Low light noise performance is excellent. Even ISO 12800 is quite usable. The a7RII seems to have about a stop better high ISO performance than the a7II, which has about two stops better than the APSC cameras we have used.
The above photo was taken in silent shutter mode, which is so quiet that there is literally no sound. The only way I know that I even took a picture was a slight stutter in the LCD view! One thing to note, however, is that this lowers the camera to shooting in 12-bit instead of the higher quality 14-bit RAW. Since JPEGs are 8-bit, JPEG quality is unaffected.
Having 42 megapixels also means having more creative freedom to do multiple compositions and different types of processing from one image.
A note about the advantage of mirrorless here: with our previous cameras that had mirrors, we had to spend a long time doing the tedious task of micro focus adjustment, which tells the camera how to align the autofocus module with the lens.

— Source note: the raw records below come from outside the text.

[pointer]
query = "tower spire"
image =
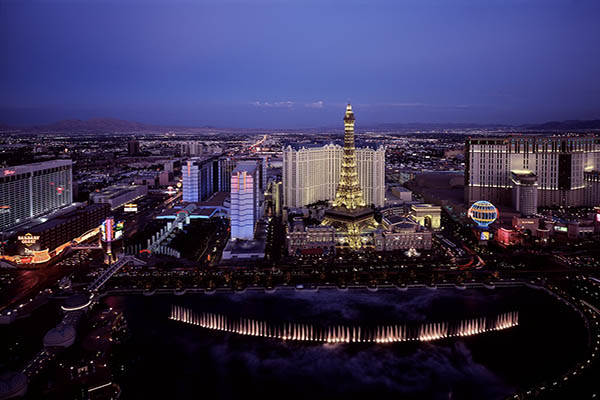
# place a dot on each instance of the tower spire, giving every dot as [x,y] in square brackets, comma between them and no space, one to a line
[349,194]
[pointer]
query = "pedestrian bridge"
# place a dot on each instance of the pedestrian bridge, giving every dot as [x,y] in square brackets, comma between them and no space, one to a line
[111,270]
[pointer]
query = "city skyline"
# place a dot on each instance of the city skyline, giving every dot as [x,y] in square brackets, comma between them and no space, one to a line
[277,64]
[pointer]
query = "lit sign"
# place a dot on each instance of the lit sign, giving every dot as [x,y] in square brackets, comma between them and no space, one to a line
[132,207]
[111,230]
[28,239]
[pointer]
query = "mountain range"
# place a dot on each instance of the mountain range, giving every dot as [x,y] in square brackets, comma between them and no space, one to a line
[114,125]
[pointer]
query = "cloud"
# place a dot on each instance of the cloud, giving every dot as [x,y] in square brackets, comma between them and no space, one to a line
[277,104]
[316,104]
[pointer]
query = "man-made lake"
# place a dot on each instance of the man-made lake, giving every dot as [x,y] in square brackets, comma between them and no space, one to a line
[170,359]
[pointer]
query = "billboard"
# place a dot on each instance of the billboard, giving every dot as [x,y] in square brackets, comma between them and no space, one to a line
[131,207]
[111,230]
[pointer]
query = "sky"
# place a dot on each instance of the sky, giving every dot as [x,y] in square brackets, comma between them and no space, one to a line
[295,63]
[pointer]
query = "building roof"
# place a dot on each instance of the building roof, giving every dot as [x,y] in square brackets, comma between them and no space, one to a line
[248,167]
[27,168]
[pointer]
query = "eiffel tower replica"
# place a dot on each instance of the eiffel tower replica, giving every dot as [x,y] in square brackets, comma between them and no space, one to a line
[349,215]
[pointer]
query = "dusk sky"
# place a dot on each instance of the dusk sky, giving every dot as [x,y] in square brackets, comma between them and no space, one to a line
[292,64]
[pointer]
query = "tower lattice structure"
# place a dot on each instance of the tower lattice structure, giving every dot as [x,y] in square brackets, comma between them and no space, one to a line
[349,193]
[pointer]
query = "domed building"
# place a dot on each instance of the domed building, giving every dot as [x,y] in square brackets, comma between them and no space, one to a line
[483,213]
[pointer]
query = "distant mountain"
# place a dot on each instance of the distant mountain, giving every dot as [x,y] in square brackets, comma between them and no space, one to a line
[565,126]
[114,125]
[98,125]
[430,126]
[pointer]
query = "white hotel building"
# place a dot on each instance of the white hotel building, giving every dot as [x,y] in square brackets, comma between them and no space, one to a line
[245,200]
[311,173]
[31,190]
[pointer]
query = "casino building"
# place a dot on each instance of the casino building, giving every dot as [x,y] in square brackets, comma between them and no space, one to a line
[311,173]
[529,171]
[44,241]
[31,190]
[351,223]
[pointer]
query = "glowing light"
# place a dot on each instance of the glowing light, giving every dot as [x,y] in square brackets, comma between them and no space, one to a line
[343,333]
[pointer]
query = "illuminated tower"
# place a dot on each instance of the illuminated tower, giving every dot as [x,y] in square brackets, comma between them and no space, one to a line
[349,215]
[349,193]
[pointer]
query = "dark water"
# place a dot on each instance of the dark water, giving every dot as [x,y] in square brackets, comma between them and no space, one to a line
[169,359]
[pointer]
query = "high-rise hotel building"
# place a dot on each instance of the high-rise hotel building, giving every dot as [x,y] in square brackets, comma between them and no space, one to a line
[31,190]
[561,169]
[245,199]
[311,173]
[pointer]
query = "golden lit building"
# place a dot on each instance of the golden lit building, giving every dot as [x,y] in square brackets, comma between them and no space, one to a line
[350,216]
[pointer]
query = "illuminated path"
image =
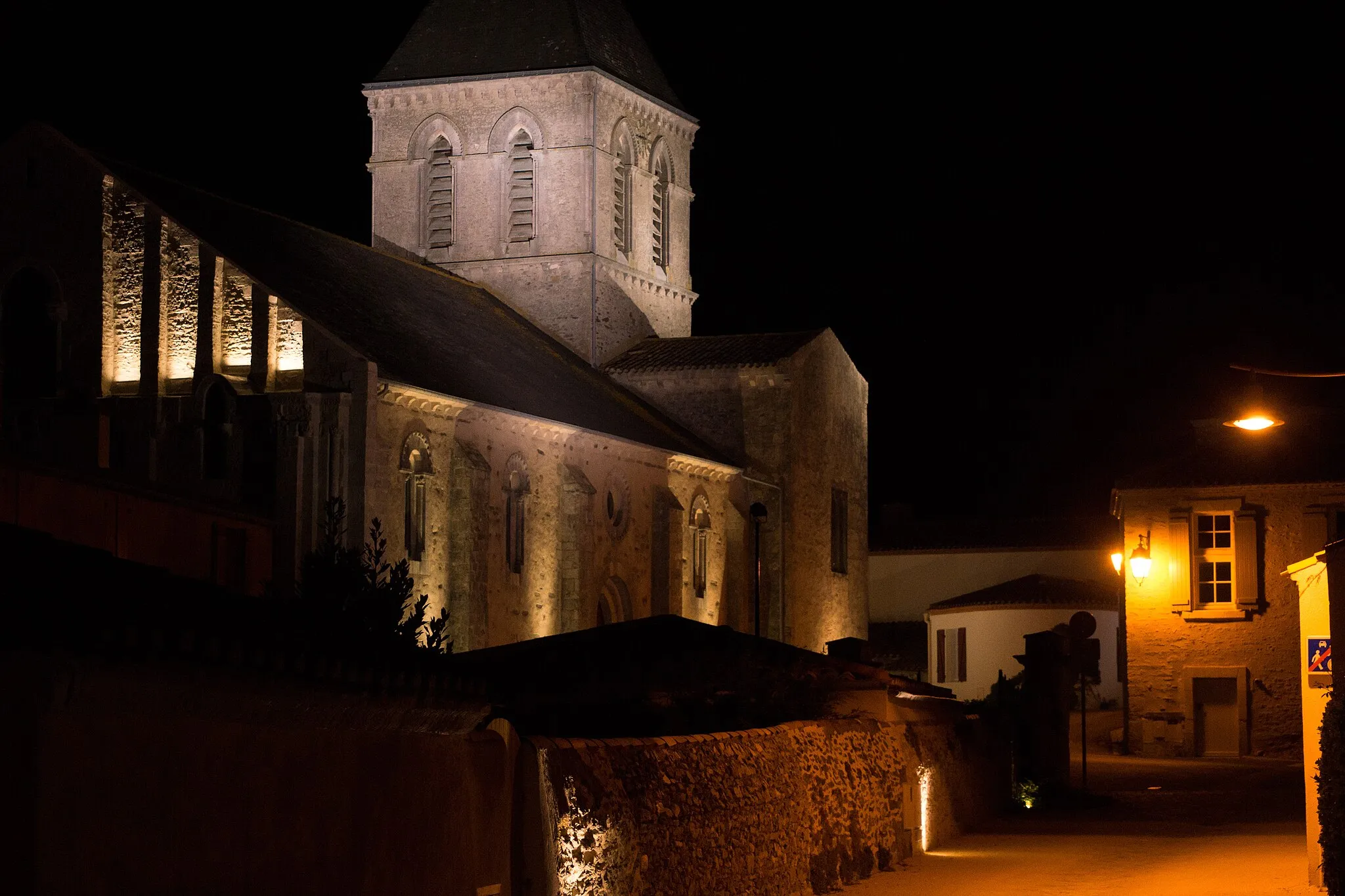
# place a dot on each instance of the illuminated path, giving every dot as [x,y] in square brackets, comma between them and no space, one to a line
[1215,828]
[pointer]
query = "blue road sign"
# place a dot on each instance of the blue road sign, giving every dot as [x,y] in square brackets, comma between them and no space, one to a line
[1319,654]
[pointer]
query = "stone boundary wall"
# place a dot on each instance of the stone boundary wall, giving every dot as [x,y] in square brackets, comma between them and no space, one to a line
[801,807]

It is a frustrating and imprecise procedure, especially with zoom lenses. On many cheaper DSLR models, this feature is not available. The advantage of on-sensor autofocus is that you don’t have to do this at all, and even on cheaper mirrorless bodies, AF module alignment is not an issue.
To summarize, we both love the camera. It is fast, responsive, compact, feels great to shoot with and has class-leading image quality.